10

On a particular host, when I ssh into the machine and enter echo $PATH I get

/home/wxy/bin64:/home/wxy/bin:/usr/kerberos/bin:/usr/local/sbin:/usr/sbin:/sbin:/usr/local/bin:/bin:/usr/bin

and if I execute ssh host 'echo $PATH' I see this:

/usr/local/bin:/bin:/usr/bin

Why is this discrepancy?

Also what can I do if I wanted to see the former result using the latter command?

3 Answers 3

14

In the first scenario you're logging into the system so you're executing what's called a login type of connection. A login sources the scripts in $HOME/.bashrc and $HOME/.bash_profile if you're login shell is Bash. These 2 scripts in turn typically source the files /etc/bashrc and the files under /etc/profile.d/*.sh.

For the second scenario you're only sourcing the file $HOME/.bashrc. This type of login is called interactive.

You can read more about these in the INVOCATION section of the bash man page.

To change this behavior you can include the $HOME/.bashrc_profile as part of the interactive execution to get the desired behavior:

$ ssh user@remotehost '. $HOME/.bash_profile; echo $PATH'

-or-

$ ssh user@remotehost 'source $HOME/.bash_profile; echo $PATH'

References

3
  • And is there any way I can have the sourcing from the login type while having an interactive connection? Jun 17, 2013 at 18:31
  • @ProgrammingNoob - see updates.
    – slm
    Jun 17, 2013 at 18:40
  • 1
    /etc/bashrc is was very useful to me as it loads environment vars (no need to source ~/.bash_profile) which need to be visible to some scripts I needed to run via ssh.
    – prayagupa
    Jun 29, 2017 at 9:38
3

Session initialization files are weird, for hysterical historical reasons.

A long time ago, you logged in on the console, period. When you logged in, you got a shell, and the shell would load some initialization file. For Bourne-style shells, there are two initialization files: /etc/profile (for all users) and ~/.profile (for each user). The initialization file can set environment variables such as PATH, load applications that you want to run in every session (e.g. a mail indicator), etc. If a shell isn't a login shell, it doesn't need to start anything or set environment variables, so there's no need to run any initialization file.

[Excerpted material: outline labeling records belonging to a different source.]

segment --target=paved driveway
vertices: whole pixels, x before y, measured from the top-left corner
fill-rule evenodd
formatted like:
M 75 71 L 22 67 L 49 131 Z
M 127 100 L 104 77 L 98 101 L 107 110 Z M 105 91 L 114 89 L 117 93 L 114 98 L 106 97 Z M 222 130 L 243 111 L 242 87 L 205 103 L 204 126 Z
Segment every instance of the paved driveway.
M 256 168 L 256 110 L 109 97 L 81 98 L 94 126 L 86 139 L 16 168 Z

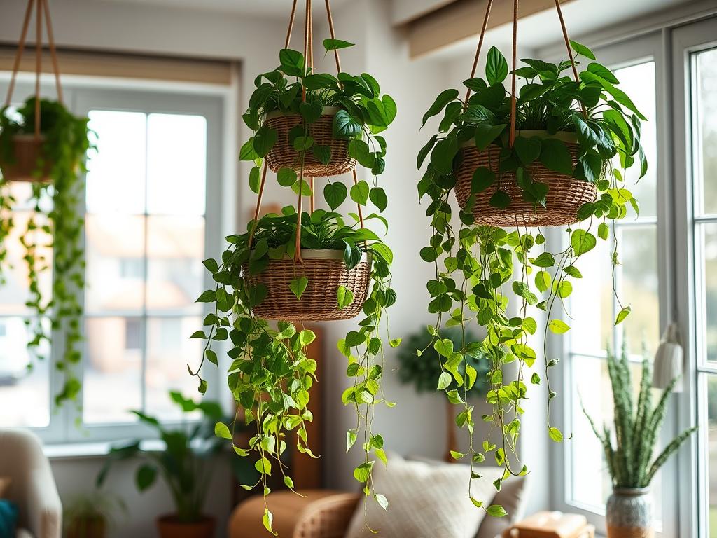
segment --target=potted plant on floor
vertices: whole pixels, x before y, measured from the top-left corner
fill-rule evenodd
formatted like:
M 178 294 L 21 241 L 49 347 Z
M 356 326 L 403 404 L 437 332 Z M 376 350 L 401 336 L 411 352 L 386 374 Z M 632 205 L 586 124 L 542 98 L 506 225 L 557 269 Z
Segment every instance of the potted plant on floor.
M 127 515 L 127 505 L 120 497 L 95 490 L 75 497 L 62 514 L 66 538 L 105 538 L 107 530 L 116 525 L 116 514 Z
M 454 349 L 460 349 L 462 346 L 463 334 L 457 329 L 447 329 L 443 331 L 442 336 L 453 342 Z M 465 339 L 466 341 L 473 342 L 478 339 L 478 336 L 470 331 L 466 332 Z M 443 372 L 440 355 L 433 348 L 432 340 L 433 339 L 426 333 L 425 330 L 414 333 L 404 340 L 398 354 L 399 379 L 402 383 L 413 384 L 419 393 L 435 392 L 437 388 L 439 390 L 457 392 L 460 386 L 452 376 Z M 469 398 L 485 397 L 488 390 L 486 376 L 490 367 L 488 358 L 482 353 L 475 354 L 475 357 L 469 355 L 467 365 L 476 372 L 475 382 L 472 384 L 467 397 Z M 459 367 L 458 373 L 463 377 L 460 386 L 470 384 L 470 380 L 465 373 L 465 364 Z M 453 404 L 446 400 L 445 405 L 448 420 L 446 423 L 446 452 L 444 458 L 446 461 L 452 462 L 455 461 L 454 455 L 458 453 L 455 438 L 456 422 Z M 460 425 L 460 420 L 458 424 Z
M 214 423 L 222 419 L 222 410 L 214 402 L 196 403 L 179 392 L 170 396 L 184 412 L 199 412 L 202 420 L 176 429 L 167 429 L 153 417 L 133 411 L 140 422 L 153 428 L 163 443 L 161 449 L 144 449 L 139 440 L 113 448 L 98 475 L 101 487 L 112 466 L 117 461 L 139 458 L 135 482 L 143 492 L 155 483 L 158 475 L 164 480 L 174 502 L 176 512 L 157 519 L 162 538 L 209 538 L 214 536 L 214 518 L 204 513 L 212 478 L 212 459 L 223 443 L 214 435 Z
M 480 461 L 492 453 L 505 468 L 503 478 L 527 471 L 508 456 L 515 453 L 521 402 L 531 384 L 547 384 L 548 431 L 556 442 L 564 438 L 550 423 L 556 395 L 549 374 L 558 359 L 543 348 L 542 371 L 528 371 L 537 365 L 539 353 L 531 342 L 538 328 L 531 311 L 537 308 L 546 317 L 543 342 L 549 331 L 569 330 L 556 312 L 581 278 L 579 258 L 598 239 L 610 237 L 610 223 L 624 218 L 629 207 L 639 210 L 625 172 L 635 166 L 641 177 L 647 171 L 640 143 L 644 117 L 589 49 L 570 42 L 569 53 L 557 64 L 526 59 L 518 67 L 514 60 L 509 72 L 505 59 L 491 48 L 485 78 L 475 77 L 474 67 L 464 82 L 465 98 L 447 90 L 423 118 L 425 123 L 442 113 L 439 132 L 417 160 L 419 168 L 427 163 L 418 191 L 429 198 L 427 214 L 432 228 L 420 255 L 435 270 L 427 288 L 428 311 L 437 315 L 437 323 L 428 331 L 444 361 L 443 372 L 459 384 L 459 367 L 467 357 L 478 350 L 488 357 L 487 401 L 493 412 L 483 420 L 495 426 L 498 438 L 472 445 L 467 456 Z M 579 63 L 583 59 L 585 68 Z M 503 85 L 509 75 L 510 93 Z M 525 83 L 518 93 L 521 79 Z M 450 204 L 454 191 L 457 222 Z M 556 244 L 548 226 L 565 227 L 561 237 L 554 237 Z M 619 263 L 617 246 L 611 258 Z M 509 307 L 511 292 L 518 302 Z M 615 324 L 629 313 L 630 307 L 622 307 Z M 456 348 L 442 336 L 444 324 L 465 330 L 472 323 L 487 331 L 482 342 L 464 339 Z M 504 372 L 508 363 L 517 365 L 515 376 Z M 470 379 L 462 390 L 475 377 L 467 371 Z M 462 390 L 446 393 L 462 406 L 461 423 L 472 431 L 471 407 Z M 483 506 L 482 500 L 473 500 Z
M 652 370 L 652 365 L 645 357 L 636 402 L 625 346 L 623 346 L 619 358 L 608 350 L 607 372 L 612 386 L 614 443 L 609 426 L 604 425 L 601 432 L 583 406 L 583 412 L 602 445 L 612 481 L 613 491 L 607 499 L 605 513 L 608 538 L 655 536 L 650 484 L 660 468 L 697 430 L 696 427 L 685 430 L 655 456 L 670 396 L 679 378 L 673 379 L 653 407 Z

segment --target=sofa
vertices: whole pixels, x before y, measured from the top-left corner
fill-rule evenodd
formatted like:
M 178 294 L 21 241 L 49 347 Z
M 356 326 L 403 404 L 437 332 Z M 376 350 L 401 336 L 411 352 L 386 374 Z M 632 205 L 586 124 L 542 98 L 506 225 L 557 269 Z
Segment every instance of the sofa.
M 10 478 L 4 496 L 18 507 L 16 538 L 61 538 L 62 505 L 37 435 L 0 428 L 0 477 Z

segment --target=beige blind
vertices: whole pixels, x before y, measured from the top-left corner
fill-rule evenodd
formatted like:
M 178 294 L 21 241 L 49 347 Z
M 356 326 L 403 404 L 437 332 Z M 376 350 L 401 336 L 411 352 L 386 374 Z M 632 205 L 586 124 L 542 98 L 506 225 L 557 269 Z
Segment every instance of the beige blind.
M 0 71 L 11 71 L 16 47 L 0 44 Z M 229 85 L 231 63 L 222 60 L 176 58 L 163 56 L 93 52 L 59 49 L 61 74 L 91 77 L 114 77 L 174 82 Z M 34 72 L 34 45 L 25 47 L 20 71 Z M 49 52 L 43 50 L 43 72 L 52 72 Z
M 560 4 L 571 1 L 561 0 Z M 411 22 L 408 32 L 411 57 L 423 56 L 461 39 L 478 36 L 487 4 L 487 0 L 457 0 Z M 555 9 L 555 0 L 523 0 L 518 14 L 523 18 L 546 9 Z M 512 20 L 513 2 L 494 0 L 487 29 L 507 24 Z M 557 23 L 556 28 L 559 31 Z

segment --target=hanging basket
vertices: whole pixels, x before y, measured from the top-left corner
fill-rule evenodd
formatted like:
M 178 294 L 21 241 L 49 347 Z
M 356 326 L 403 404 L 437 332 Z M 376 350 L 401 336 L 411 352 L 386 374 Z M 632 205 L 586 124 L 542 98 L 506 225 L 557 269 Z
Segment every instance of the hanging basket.
M 527 138 L 551 136 L 545 131 L 519 131 L 518 136 Z M 572 156 L 574 167 L 578 148 L 574 133 L 557 133 L 551 137 L 566 143 Z M 495 174 L 495 182 L 475 194 L 473 212 L 476 224 L 507 228 L 516 226 L 564 226 L 578 221 L 578 209 L 583 204 L 595 201 L 597 189 L 594 184 L 549 170 L 536 161 L 528 165 L 527 169 L 533 181 L 548 186 L 546 207 L 526 202 L 516 174 L 513 172 L 498 174 L 500 149 L 498 146 L 491 145 L 480 151 L 470 145 L 461 150 L 462 161 L 456 171 L 455 195 L 462 208 L 465 209 L 470 197 L 471 181 L 475 169 L 485 166 Z M 506 192 L 511 197 L 511 204 L 505 209 L 490 205 L 490 198 L 498 190 Z
M 49 183 L 52 164 L 44 161 L 44 137 L 16 135 L 13 137 L 11 160 L 0 159 L 3 178 L 9 181 Z
M 254 314 L 265 319 L 331 321 L 355 318 L 369 295 L 371 280 L 371 255 L 364 253 L 355 268 L 348 270 L 342 250 L 302 250 L 303 263 L 287 256 L 272 260 L 257 275 L 242 268 L 247 285 L 263 284 L 266 298 L 253 308 Z M 297 299 L 290 288 L 291 281 L 302 276 L 308 279 L 306 289 Z M 338 286 L 346 286 L 353 294 L 348 306 L 338 308 Z
M 308 134 L 315 145 L 328 146 L 331 148 L 331 157 L 324 164 L 313 154 L 310 148 L 305 152 L 303 163 L 305 176 L 338 176 L 351 171 L 356 165 L 355 159 L 348 156 L 348 139 L 333 136 L 333 117 L 338 112 L 336 107 L 326 107 L 323 114 L 308 126 Z M 282 168 L 290 168 L 297 173 L 301 171 L 301 153 L 294 149 L 289 140 L 289 132 L 297 126 L 303 125 L 299 114 L 283 114 L 273 112 L 267 115 L 264 125 L 276 129 L 276 143 L 267 155 L 269 168 L 275 172 Z

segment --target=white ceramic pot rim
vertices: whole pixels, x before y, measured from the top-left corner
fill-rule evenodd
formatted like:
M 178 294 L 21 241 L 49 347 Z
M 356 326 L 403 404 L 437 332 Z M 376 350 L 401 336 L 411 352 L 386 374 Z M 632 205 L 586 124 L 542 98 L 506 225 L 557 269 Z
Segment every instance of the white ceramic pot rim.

Surely there isn't…

Actually, shells gradually gained interactive features, so there's a need for an initialization file for interactive shells. Ksh has ~/.kshrc, bash has ~/.bashrc, zsh has ~/.zshrc.

Remote interactive logins run /etc/profile and ~/.profile. But these are not suitable to non-interactive logins because they may start non-interactive programs. Unfortunately, no standard has emerged for an initialization file for non-interactive logins.

You can run /etc/profile and ~/.profile manually if you're sure they won't produce any output or start any program, just set environment variables.

ssh foo '. /etc/profile; . ~/.profile; somecommand'

If you have parts in your .profile that only make sense in an interactive session, you can put them inside a conditional instruction.

## (in ~/.profile)
case $- in
  *i*) # the shell is interactive
    newmail;;
esac

If your login shell is bash, you can take advantage of a quirk: the initialization file ~/.bashrc is read by interactive shells, and also by non-interactive shells whose parent process is called rshd or sshd. Other shells don't have this quirk.

## (in ~/.bashrc)
case $- in
  *i*) # interactive shell: set prompt, completion settings, key bindings, etc.
    …;;
  *) # non-interactive shell: our parent must be rshd or sshd
    . ~/.profile;;
esac
3
  • Are they run or are they sourced?
    – Adrian
    Nov 20, 2022 at 3:08
  • 1
    @Adrian They're all sourced. Otherwise they couldn't perform most of their job (set environment variables, set shell options, define aliases and functions, etc.). Nov 20, 2022 at 11:12
  • Yeah. Thought so. Was confused by your statements "...run /etc/profile and ~/.profile..."
    – Adrian
    Nov 20, 2022 at 13:39
0

if you are using bash then check /etc/profile on the host that you are not able to get your expected output. Please note that bash first reads and executes commands from the file /etc/profile, if that file exists. After reading that file, it looks for ~/.bash_profile, ~/.bash_login, and ~/.profile, in that order, and reads and executes commands from the first one that exists and is readable.